1.1 Funding Rate Mechanism: it is a unique feature of perpetual contracts to reduce the price difference between the perpetual contract and the Spot market. The funding fee is settled every 8 hours. When the funding rate is positive, long position holders will pay the short ones. While in a negative rate, it's the reverse.
1.2 Lower Risk: when you simultaneously place a buy order in the Spot market and go short in the Futures market with an equivalent value, you effectively shield your investment from market fluctuations, mitigating the risks posed by adverse price movements. This method effectively acts as a hedge, safeguarding your investments through Futures trading.
1.3 Stable Income: normally, the funding rate remains positive, allowing you to continuously accumulate funding fees by maintaining a short position in the Futures market paired with a corresponding buy order in the Spot market. Funding fee arbitrage caters to traders aiming to diversify their investments and pursue stable, long-term growth.
2. How to Arbitrage from Funding Fees?
Step 1: Select an arbitrage portfolio with the highest annual yield
The funding fee is settled 3 times daily, and profit = position value * funding rate. With an equivalent position value, higher funding rates result in more significant arbitrage opportunities. Check out the funding rates of different contracts.

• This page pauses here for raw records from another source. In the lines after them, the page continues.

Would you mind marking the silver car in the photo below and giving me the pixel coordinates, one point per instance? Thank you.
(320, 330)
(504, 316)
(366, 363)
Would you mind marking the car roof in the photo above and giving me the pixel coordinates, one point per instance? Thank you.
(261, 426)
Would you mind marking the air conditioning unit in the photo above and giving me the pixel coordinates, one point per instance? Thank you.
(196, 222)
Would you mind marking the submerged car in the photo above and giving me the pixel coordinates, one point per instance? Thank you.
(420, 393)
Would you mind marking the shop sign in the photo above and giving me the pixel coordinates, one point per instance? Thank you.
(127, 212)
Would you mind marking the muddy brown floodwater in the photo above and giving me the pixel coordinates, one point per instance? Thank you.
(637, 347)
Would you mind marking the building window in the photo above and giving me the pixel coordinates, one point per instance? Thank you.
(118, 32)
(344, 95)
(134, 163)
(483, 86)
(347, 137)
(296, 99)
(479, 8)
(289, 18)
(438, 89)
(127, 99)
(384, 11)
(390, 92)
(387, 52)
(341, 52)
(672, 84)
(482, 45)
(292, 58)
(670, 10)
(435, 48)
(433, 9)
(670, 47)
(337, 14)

Step 2: Buy the base currency of the chosen contract in the Spot market and create a short position in the contract of the same value with 1x leverage.
Once your buy order in the Spot market and short position in the Futures market are of the same value, you can start to arbitrage.
Step 3: Await funding settlement.
After the settlement of funding fees, you can close your positions to reap arbitrage profits.
For instance:
Suppose John finds the current funding rate is at a high point, an ideal time for funding fee arbitrage. John has 12,000 USDT, and the current price of XLM is 0.12 USDT. He then:
1. Keep 6,000 USDT in the Spot Account and transfer 6,000 USDT into the Futures Account.
2. Buy 6,000 USDT worth of XLM (position value: 50,000 XLM) through Spot trading, then go short 50,000 XLM worth of XLM Perpetual contract with 1x leverage (initial margin: 6,000 USDT).
See the screenshot below for more details:
3. Regardless of market movements, gains and losses on XLM Spot and contract positions offset each other, substantially minimizing the risk of losing the principal.
4. Assuming the funding rate remains constant at 0.23% after 3 settlements, then:
Single profit is 50,000 * 0.12 * 0.23% = 13.8 USDT
Annualized return is 0.23% * 3 * 365 = 251.85%
5. Once the funding rate reaches your intended level or falls below it, you can close your position to reap arbitrage profits.
You can also increase the leverage and replicate the actions described above to maximize the utilization of the principal, ensuring that the value of the Spot order matches that of the contract.
3. Notice
3.1 Liquidation Risks
To enhance risk management, it is advisable to use lower leverage and implement Take Profit and Stop Loss orders for your positions.
3.2 Keep the Same Value
It is recommended to set the trading unit of the same token/coin. For example, if you buy XLM in the Spot market, it is better to set XLM as the trading unit in the Futures market.
3.3 Funding Rate
Please pay attention to the changes in the funding rate and consider closing your positions when your expected returns are achieved.
You have the option to review the funding history for contracts on CoinCatch, including both USDT-Margined and COIN-Margined perpetual contracts.
No matter which contracts you're using, whether they are based on USDT or COIN, you can benefit from their funding fees through arbitrage. The arbitrage of COIN-Margined contracts is much easier. All you need to do is hold the same coin and open a short position in the corresponding contract with the same value and 1x leverage to perform the arbitrage strategy.